Examples of the alicyclic polyisocyanate include 3-isocyanatomethyl-3,5,5-trimethylcyclohexyl isocyanate, 1,3-cyclopentane diisocyanate, 1,3-cyclohexane diisocyanate, 1,4-cyclohexane diisocyanate, methyl-2,4-cyclohexane diisocyanate, methyl-2,6-cyclohexane diisocyanate, 4,4′-methylenebis(cyclohexyl isocyanate), 1,4-bis(isocyanatomethyl)cyclohexane, and 1,4-bis(isocyanatomethyl)cyclohexane.

A trimethylolpropane adduct of any such compound as described above, a biuret thereof formed by a reaction with water, a trimer thereof having an isocyanurate ring, or the like may be used as the organic polyisocyanate compound (a3) in combination with the above-mentioned compound.

Any appropriate catalyst may be used as a catalyst that may be used in obtaining the polyurethane polyol.

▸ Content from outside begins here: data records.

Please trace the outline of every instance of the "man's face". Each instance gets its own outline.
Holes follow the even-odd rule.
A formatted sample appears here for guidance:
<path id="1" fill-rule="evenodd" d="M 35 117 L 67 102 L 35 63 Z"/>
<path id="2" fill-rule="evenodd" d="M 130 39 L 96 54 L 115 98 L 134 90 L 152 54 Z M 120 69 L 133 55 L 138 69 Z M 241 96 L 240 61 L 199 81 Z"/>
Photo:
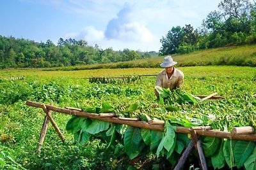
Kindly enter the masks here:
<path id="1" fill-rule="evenodd" d="M 165 71 L 166 71 L 166 73 L 170 74 L 172 73 L 173 69 L 173 66 L 165 68 Z"/>

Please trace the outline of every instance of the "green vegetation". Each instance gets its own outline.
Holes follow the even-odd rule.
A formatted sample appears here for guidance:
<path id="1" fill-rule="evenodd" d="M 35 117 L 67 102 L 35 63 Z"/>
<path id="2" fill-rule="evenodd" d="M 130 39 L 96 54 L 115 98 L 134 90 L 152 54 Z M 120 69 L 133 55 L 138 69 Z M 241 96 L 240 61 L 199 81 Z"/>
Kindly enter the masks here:
<path id="1" fill-rule="evenodd" d="M 101 49 L 98 45 L 88 45 L 85 40 L 71 38 L 64 40 L 61 38 L 56 45 L 50 39 L 46 43 L 36 43 L 28 39 L 0 36 L 0 68 L 63 67 L 83 65 L 86 65 L 86 67 L 94 69 L 156 67 L 158 65 L 155 62 L 148 64 L 140 62 L 138 60 L 148 58 L 154 60 L 154 57 L 158 55 L 190 53 L 201 50 L 256 43 L 255 2 L 253 3 L 249 0 L 223 0 L 219 4 L 219 8 L 221 11 L 212 11 L 207 16 L 201 28 L 194 30 L 190 24 L 183 27 L 173 27 L 166 36 L 163 36 L 160 39 L 162 46 L 159 53 L 129 49 L 116 52 L 111 47 Z M 254 46 L 248 46 L 255 49 Z M 199 55 L 195 62 L 189 60 L 188 62 L 184 62 L 184 66 L 255 66 L 255 52 L 249 55 L 245 55 L 245 57 L 241 52 L 239 55 L 230 55 L 228 52 L 225 54 L 227 55 L 216 59 L 212 59 L 211 56 L 208 55 L 207 60 L 204 55 Z M 200 59 L 201 57 L 202 59 Z M 133 60 L 136 60 L 136 65 L 132 64 Z M 201 61 L 203 62 L 201 63 Z M 112 64 L 102 65 L 106 63 Z M 93 64 L 96 65 L 89 66 Z M 81 68 L 84 67 L 77 66 L 74 69 Z"/>
<path id="2" fill-rule="evenodd" d="M 175 54 L 173 60 L 178 62 L 177 66 L 256 66 L 256 45 L 233 46 L 221 47 L 191 52 L 188 54 Z M 159 67 L 163 57 L 138 59 L 116 63 L 97 64 L 89 66 L 70 66 L 44 69 L 47 71 L 84 70 L 97 69 Z M 140 74 L 140 73 L 139 73 Z M 146 74 L 148 74 L 145 73 Z"/>
<path id="3" fill-rule="evenodd" d="M 202 27 L 190 24 L 173 27 L 160 41 L 160 55 L 256 43 L 256 3 L 249 0 L 223 0 L 220 11 L 210 12 Z"/>
<path id="4" fill-rule="evenodd" d="M 143 148 L 141 146 L 140 149 L 139 155 L 136 155 L 137 148 L 135 147 L 135 152 L 127 153 L 127 151 L 131 150 L 129 147 L 131 145 L 134 146 L 134 141 L 129 140 L 130 135 L 132 132 L 136 135 L 141 134 L 142 131 L 136 128 L 127 127 L 127 131 L 125 131 L 122 138 L 127 141 L 125 143 L 122 140 L 118 142 L 118 139 L 122 136 L 117 131 L 120 129 L 119 127 L 115 125 L 110 125 L 109 128 L 116 129 L 116 132 L 118 134 L 116 134 L 116 140 L 109 135 L 111 132 L 115 132 L 111 131 L 113 129 L 106 129 L 106 126 L 100 126 L 105 127 L 105 130 L 102 131 L 100 136 L 97 135 L 97 131 L 88 131 L 91 136 L 86 143 L 85 140 L 83 141 L 83 145 L 75 142 L 74 138 L 77 139 L 77 136 L 74 137 L 72 132 L 68 133 L 73 132 L 71 131 L 72 128 L 68 128 L 68 131 L 65 130 L 70 116 L 58 113 L 52 113 L 52 116 L 66 137 L 67 142 L 61 142 L 50 125 L 41 155 L 39 157 L 35 150 L 44 114 L 40 109 L 26 106 L 24 103 L 27 100 L 46 104 L 52 103 L 60 107 L 68 106 L 84 110 L 104 108 L 103 112 L 110 109 L 118 115 L 127 117 L 140 117 L 140 114 L 144 113 L 152 118 L 170 119 L 172 121 L 168 121 L 172 125 L 173 125 L 172 122 L 173 122 L 175 118 L 179 125 L 189 127 L 200 123 L 202 125 L 210 125 L 214 129 L 227 131 L 230 131 L 235 126 L 255 125 L 255 67 L 197 66 L 179 69 L 186 75 L 183 88 L 184 92 L 193 95 L 207 95 L 217 92 L 219 95 L 225 97 L 225 99 L 207 100 L 203 103 L 191 104 L 186 102 L 173 103 L 166 98 L 163 103 L 159 103 L 154 93 L 156 78 L 154 76 L 141 77 L 140 80 L 118 84 L 115 82 L 104 84 L 89 83 L 88 79 L 85 78 L 92 76 L 156 74 L 161 70 L 161 68 L 106 69 L 65 72 L 44 71 L 40 69 L 0 71 L 0 88 L 3 89 L 0 92 L 1 168 L 103 169 L 127 169 L 132 166 L 147 169 L 152 168 L 152 166 L 171 168 L 172 165 L 175 164 L 174 162 L 170 162 L 166 159 L 166 154 L 168 152 L 170 152 L 172 149 L 169 150 L 164 141 L 162 142 L 163 148 L 160 147 L 159 152 L 157 152 L 159 147 L 158 142 L 161 142 L 159 138 L 154 139 L 157 145 L 154 147 L 150 146 L 151 145 L 146 145 L 149 142 L 152 143 L 152 141 L 147 140 L 148 138 L 145 138 L 147 132 L 143 132 L 145 135 L 142 136 L 143 143 L 145 141 L 146 144 L 141 145 Z M 179 96 L 176 96 L 179 99 Z M 136 104 L 137 106 L 134 107 Z M 182 139 L 185 139 L 186 141 L 188 136 L 185 136 L 185 138 L 179 134 L 173 136 L 171 133 L 172 127 L 169 124 L 166 124 L 166 126 L 170 129 L 168 132 L 170 133 L 159 134 L 159 136 L 167 135 L 179 139 L 176 140 L 177 143 L 182 141 L 180 144 L 182 143 L 183 145 L 180 145 L 180 146 L 186 147 L 186 143 L 184 143 Z M 77 129 L 79 129 L 79 127 Z M 94 128 L 92 129 L 97 130 Z M 101 129 L 97 131 L 100 131 Z M 101 135 L 106 132 L 108 132 L 106 138 L 102 138 Z M 150 133 L 154 132 L 151 131 Z M 221 140 L 220 142 L 218 139 L 207 138 L 203 138 L 202 140 L 204 149 L 207 150 L 208 154 L 210 154 L 205 155 L 209 166 L 212 164 L 216 167 L 224 166 L 223 169 L 227 169 L 228 167 L 236 165 L 239 167 L 252 169 L 250 167 L 252 166 L 250 162 L 255 160 L 255 154 L 252 153 L 255 143 L 232 141 L 230 144 L 229 140 Z M 112 143 L 109 145 L 109 141 L 111 141 Z M 177 143 L 172 146 L 175 146 Z M 212 145 L 208 145 L 209 143 Z M 218 146 L 218 148 L 223 148 L 220 150 L 222 150 L 223 153 L 213 150 L 214 146 Z M 250 149 L 244 150 L 244 153 L 236 151 L 237 150 L 236 148 L 244 148 L 244 146 Z M 152 152 L 146 154 L 144 151 L 150 150 L 150 148 Z M 160 150 L 161 148 L 162 150 Z M 179 158 L 179 152 L 182 148 L 184 149 L 183 147 L 177 148 L 172 153 L 175 154 L 173 160 L 177 160 L 177 158 Z M 163 151 L 160 152 L 161 150 Z M 234 158 L 230 154 L 230 150 L 235 151 Z M 157 157 L 157 154 L 159 154 L 159 157 Z M 219 162 L 219 157 L 216 154 L 223 156 L 223 160 L 226 162 Z M 136 155 L 140 157 L 132 161 L 130 160 L 130 158 Z M 244 156 L 241 157 L 239 155 Z M 191 156 L 190 163 L 195 162 L 196 159 Z M 239 160 L 246 160 L 243 162 Z M 190 163 L 189 161 L 185 166 L 189 167 Z M 197 164 L 194 165 L 198 167 Z"/>

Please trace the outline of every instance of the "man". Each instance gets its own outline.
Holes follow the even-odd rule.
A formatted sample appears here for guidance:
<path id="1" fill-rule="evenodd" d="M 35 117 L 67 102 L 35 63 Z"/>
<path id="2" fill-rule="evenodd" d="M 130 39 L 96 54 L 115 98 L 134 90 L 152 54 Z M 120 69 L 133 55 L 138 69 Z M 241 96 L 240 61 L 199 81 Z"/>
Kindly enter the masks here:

Examples of such catalyst include a tertiary amine-based compound and an organometallic compound.

Examples of the tertiary amine-based compound include triethylamine, triethylenediamine, and 1,8-diazabicyclo (5,4,0)-undecene-7 (DBU).

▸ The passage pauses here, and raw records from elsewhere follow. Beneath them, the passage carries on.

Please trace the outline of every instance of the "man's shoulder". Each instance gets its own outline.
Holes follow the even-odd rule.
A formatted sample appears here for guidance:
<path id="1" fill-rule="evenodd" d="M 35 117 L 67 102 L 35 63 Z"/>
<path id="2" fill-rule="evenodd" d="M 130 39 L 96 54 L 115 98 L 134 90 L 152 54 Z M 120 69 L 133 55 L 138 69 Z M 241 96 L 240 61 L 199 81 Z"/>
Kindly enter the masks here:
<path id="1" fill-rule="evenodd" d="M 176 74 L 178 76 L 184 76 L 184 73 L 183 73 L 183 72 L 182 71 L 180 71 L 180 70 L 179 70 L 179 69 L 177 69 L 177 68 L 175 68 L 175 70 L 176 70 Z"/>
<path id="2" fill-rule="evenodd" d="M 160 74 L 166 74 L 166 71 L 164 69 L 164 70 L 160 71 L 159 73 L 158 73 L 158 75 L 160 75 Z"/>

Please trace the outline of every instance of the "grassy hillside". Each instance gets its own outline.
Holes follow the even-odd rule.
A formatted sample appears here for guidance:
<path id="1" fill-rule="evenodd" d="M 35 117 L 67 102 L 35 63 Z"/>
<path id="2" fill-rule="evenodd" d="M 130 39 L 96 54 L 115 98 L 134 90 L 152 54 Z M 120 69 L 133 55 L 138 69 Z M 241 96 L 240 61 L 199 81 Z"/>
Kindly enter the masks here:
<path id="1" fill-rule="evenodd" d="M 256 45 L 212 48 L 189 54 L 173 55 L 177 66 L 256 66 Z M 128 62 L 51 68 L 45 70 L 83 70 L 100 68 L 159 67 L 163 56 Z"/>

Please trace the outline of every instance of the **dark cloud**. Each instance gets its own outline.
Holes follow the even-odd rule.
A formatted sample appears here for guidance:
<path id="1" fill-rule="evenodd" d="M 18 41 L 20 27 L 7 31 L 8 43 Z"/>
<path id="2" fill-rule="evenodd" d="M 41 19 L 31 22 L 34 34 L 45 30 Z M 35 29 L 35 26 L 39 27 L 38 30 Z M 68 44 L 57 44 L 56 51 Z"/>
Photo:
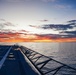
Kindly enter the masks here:
<path id="1" fill-rule="evenodd" d="M 63 24 L 49 24 L 43 25 L 41 28 L 43 29 L 53 29 L 53 30 L 67 30 L 73 28 L 71 25 L 63 25 Z"/>
<path id="2" fill-rule="evenodd" d="M 4 28 L 8 28 L 8 26 L 15 26 L 11 22 L 7 22 L 5 19 L 0 19 L 0 30 L 3 30 Z"/>
<path id="3" fill-rule="evenodd" d="M 0 21 L 6 21 L 5 19 L 0 19 Z"/>
<path id="4" fill-rule="evenodd" d="M 67 24 L 46 24 L 41 26 L 41 28 L 43 29 L 54 29 L 54 30 L 67 30 L 67 29 L 73 29 L 74 27 L 76 27 L 76 20 L 68 21 Z"/>
<path id="5" fill-rule="evenodd" d="M 59 38 L 59 37 L 76 37 L 76 20 L 70 20 L 67 22 L 67 24 L 45 24 L 42 26 L 39 26 L 41 29 L 49 29 L 50 31 L 59 31 L 59 34 L 48 34 L 53 36 L 53 38 Z"/>
<path id="6" fill-rule="evenodd" d="M 67 22 L 69 22 L 69 23 L 76 23 L 76 20 L 70 20 L 70 21 L 67 21 Z"/>

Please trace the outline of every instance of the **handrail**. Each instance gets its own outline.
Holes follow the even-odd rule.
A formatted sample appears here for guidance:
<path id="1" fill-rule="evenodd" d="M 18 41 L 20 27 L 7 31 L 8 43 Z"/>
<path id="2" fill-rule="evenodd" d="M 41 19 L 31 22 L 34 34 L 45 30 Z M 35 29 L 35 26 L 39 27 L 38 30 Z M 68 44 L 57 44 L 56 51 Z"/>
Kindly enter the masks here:
<path id="1" fill-rule="evenodd" d="M 1 59 L 0 61 L 0 69 L 2 68 L 3 63 L 5 62 L 10 50 L 12 49 L 12 46 L 9 48 L 9 50 L 7 51 L 7 53 L 4 55 L 4 57 Z"/>

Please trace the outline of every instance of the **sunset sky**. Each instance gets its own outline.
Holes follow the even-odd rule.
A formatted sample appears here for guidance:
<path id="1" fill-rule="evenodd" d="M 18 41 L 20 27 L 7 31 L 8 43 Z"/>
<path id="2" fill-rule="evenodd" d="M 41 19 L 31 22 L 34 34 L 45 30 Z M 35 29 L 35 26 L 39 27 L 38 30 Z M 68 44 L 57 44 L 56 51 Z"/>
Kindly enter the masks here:
<path id="1" fill-rule="evenodd" d="M 76 42 L 76 0 L 0 0 L 0 42 Z"/>

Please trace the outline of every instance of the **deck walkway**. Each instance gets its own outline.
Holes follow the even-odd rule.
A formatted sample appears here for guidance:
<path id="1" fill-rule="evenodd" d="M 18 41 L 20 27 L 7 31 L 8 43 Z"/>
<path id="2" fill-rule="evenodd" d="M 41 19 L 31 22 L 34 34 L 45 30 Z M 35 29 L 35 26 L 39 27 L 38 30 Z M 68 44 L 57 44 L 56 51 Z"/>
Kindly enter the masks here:
<path id="1" fill-rule="evenodd" d="M 24 46 L 1 45 L 0 75 L 76 75 L 76 68 Z"/>

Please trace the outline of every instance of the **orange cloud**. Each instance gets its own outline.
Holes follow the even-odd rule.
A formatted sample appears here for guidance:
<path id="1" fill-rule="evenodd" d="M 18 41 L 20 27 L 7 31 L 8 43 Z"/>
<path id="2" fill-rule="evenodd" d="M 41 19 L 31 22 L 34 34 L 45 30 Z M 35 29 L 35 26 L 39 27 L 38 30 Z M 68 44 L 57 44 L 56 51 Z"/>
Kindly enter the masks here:
<path id="1" fill-rule="evenodd" d="M 76 38 L 53 38 L 23 33 L 0 33 L 0 42 L 76 42 Z"/>

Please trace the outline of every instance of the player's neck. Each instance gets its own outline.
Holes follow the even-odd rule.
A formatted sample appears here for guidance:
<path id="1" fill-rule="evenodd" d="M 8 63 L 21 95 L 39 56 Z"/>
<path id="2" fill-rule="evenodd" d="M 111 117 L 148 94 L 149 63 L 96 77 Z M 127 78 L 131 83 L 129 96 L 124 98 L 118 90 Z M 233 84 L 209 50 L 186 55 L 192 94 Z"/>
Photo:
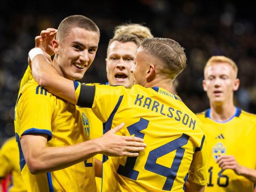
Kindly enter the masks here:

Examples of the organometallic compound include a tin-based compound and a non-tin-based compound.

Examples of the tin-based compound include dibutyltin dichloride, dibutyltin oxide, dibutyltin dibromide, dibutyltin dimaleate, dibutyltin dilaurate (DBTDL), dibutyltin diacetate, dibutyltin sulfide, tributyltin sulfide, tributyltin oxide, tributyltin acetate, triethyltin ethoxide, tributyltin ethoxide, dioctyltin oxide, tributyltin chloride, tributyltin trichloroacetate, and tin 2-ethylhexanoate.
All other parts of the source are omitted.